El lector, cualquier lector considerablemente competente, intuye o presiente cuanto he dicho, y eso es lo que le emociona, aunque no explique, ni tampoco necesite hacerlo, lo anterior. Concluye con unos breves versos que rozan la poesía del silencio, como si se dirigiera de manera cauta y sigilosa al ser amado: “Creo en ti. / Eres. / Me basta.” No es un amor desesperado por la presencia del otro, sino más bien un amor que se contenta con que el otro exista, y sea como es.
[1] Conche, Marcel, Del amor. Reflexiones descubiertas en un viejo cuaderno de dibujo, trad. Susana Lauro, Barcelona, Paidós, 2009, p. 131.
[2] Citado por Fernando Savater en Invitación a la ética, Barcelona, Anagrama, 2002, p. 122.
[3] González, Ángel, “Me basta así”, Palabra sobre palabra, en Lecciones de cosas y otros poemas, Barcelona, Círculo de Lectores, 1997, pp. 108-109.
[4] González, Ángel, 1997, op. cit., p. 12.
[5] Ortega y Gasset, J., “Para una psicología del hombre interesante”, reunido en Estudios sobre el amor, Barcelona, Círculo de Lectores, 1971, p. 36.
[6] Aun siendo un gesto inusual comparado con la inmensa cantidad de poemas que carecen de autocita, no es tan raro como podría parecer.
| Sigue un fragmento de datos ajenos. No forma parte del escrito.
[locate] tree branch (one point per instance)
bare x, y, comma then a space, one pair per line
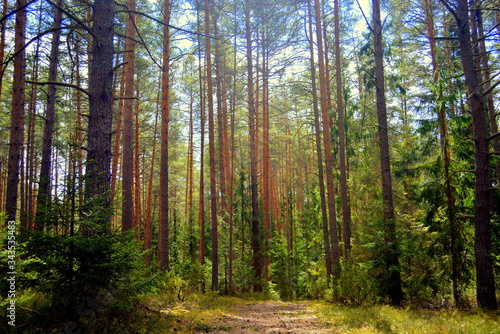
59, 84
162, 23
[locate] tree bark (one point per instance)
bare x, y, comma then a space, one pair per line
128, 121
446, 153
43, 198
163, 233
344, 189
485, 281
256, 245
97, 177
327, 143
17, 113
389, 224
211, 149
321, 177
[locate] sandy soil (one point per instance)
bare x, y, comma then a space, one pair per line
270, 317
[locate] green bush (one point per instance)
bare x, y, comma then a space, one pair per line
70, 282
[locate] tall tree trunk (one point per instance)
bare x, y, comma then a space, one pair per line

Una muestra ejemplarmente ilustrada de este recurso expresivo en la poesía hispánica del siglo XX –antes resultará cada vez más difícil observarlo, puesto que, en mi opinión, es un signo de la creciente autoconciencia del yo conforme avanza la modernidad–, puede verse VVAA. Los ojos dibujados. El autorretrato en la poesía y el arte contemporáneos, Málaga, Litoral, Málaga, 2002, especialmente en las páginas 207-271.
[7] Machado, A., Obras completas I, Barcelona-RBA-Instituto Cervantes, 2005, p. 679.